Friday, August 8, 2014

KHANA 09 REVIEWS LEE JEONG LOK

I was first drawn to Lee Jeong Lok's work when I saw his "Tree of Life" piece while searching for night photography. I was intrigued at first  and found his work invigorating and refreshing but the more I viewed his collection of this body of work, part of it looked too similar to the last I had looked and began to explore his website. A previous body of work was also pertaining to the "Tree of Life" but was different trees he edited and each had a different feel than the last unlike his newer set of works where it all appears to be the same negative image of a generic tree with lights.

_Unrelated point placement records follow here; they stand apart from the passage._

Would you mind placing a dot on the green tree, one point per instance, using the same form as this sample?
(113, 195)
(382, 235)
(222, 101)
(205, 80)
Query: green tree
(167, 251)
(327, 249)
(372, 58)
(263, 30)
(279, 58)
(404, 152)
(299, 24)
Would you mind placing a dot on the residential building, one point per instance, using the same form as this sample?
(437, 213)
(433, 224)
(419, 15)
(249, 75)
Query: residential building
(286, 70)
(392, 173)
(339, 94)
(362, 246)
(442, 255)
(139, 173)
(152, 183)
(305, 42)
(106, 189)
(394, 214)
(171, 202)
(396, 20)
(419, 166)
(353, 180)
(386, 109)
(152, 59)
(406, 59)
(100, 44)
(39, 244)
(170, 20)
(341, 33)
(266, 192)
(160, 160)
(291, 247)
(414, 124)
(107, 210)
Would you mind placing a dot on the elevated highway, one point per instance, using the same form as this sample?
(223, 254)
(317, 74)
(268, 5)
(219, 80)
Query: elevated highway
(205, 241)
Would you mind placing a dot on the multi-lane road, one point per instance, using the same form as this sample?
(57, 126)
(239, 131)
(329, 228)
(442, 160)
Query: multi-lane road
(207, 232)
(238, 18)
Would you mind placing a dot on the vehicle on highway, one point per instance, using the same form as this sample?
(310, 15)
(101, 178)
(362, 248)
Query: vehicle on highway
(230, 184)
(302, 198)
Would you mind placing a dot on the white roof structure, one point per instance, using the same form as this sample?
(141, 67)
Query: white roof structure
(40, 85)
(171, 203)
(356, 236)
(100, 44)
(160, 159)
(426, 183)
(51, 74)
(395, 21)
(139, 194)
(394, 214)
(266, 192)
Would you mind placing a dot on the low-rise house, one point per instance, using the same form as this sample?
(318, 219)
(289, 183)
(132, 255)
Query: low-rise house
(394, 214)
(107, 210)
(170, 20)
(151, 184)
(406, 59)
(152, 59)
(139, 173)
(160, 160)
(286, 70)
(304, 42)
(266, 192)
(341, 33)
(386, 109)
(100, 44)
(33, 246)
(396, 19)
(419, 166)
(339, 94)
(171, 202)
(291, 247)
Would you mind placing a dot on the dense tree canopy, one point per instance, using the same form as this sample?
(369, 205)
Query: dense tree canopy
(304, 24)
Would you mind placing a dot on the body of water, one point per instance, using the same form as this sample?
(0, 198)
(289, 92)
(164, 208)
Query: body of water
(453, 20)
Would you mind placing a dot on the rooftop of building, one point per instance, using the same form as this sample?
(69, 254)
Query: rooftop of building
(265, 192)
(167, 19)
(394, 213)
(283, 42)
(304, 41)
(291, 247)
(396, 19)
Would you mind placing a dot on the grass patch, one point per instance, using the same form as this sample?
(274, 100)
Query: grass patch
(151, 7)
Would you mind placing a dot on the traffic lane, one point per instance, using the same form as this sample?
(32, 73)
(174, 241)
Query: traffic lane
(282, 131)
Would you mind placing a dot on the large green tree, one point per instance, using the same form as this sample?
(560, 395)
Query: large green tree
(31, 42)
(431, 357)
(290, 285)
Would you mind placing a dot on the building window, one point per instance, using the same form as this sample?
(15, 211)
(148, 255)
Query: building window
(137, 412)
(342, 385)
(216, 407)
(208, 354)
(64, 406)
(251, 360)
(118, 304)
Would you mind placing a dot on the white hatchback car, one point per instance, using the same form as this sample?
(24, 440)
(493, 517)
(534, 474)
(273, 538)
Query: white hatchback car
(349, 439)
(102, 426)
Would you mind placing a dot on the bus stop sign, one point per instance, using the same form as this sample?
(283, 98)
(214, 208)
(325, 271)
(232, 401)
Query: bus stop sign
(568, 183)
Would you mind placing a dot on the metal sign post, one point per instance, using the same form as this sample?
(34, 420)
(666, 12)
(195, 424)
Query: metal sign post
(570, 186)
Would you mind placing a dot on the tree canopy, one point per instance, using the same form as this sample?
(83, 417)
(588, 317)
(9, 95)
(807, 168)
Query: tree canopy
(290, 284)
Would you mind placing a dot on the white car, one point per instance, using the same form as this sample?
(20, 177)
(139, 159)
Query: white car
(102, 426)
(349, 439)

Looking closer at this body of work, the backgrounds vary and may seem different but there is a collective feeling throughout the pieces. It is interesting to see how changing a couple things, whether it be raising exposure level overall or displacing a couple lights and placing them in a different location in the piece, can alter the piece in its entirety and give a different mood. Some photographs even have a slight feeling that they could even pass as darkroom work.

In another collection on his website is a body of work titled "Aquarium" where it is close up shots of varying fish species in aquariums with at the end of the works is self made "faux" aquariums with lures and in the second has a set of credit cards on hooks set on fishing lines. I enjoyed this body of work more so than the previous I looked at because not all of the photos have the same cleanliness to them. By that I mean that some of the photos have a little more grain than the first and some have the focus on the foreground and others the background which blur out and place parts of the important information out of focus.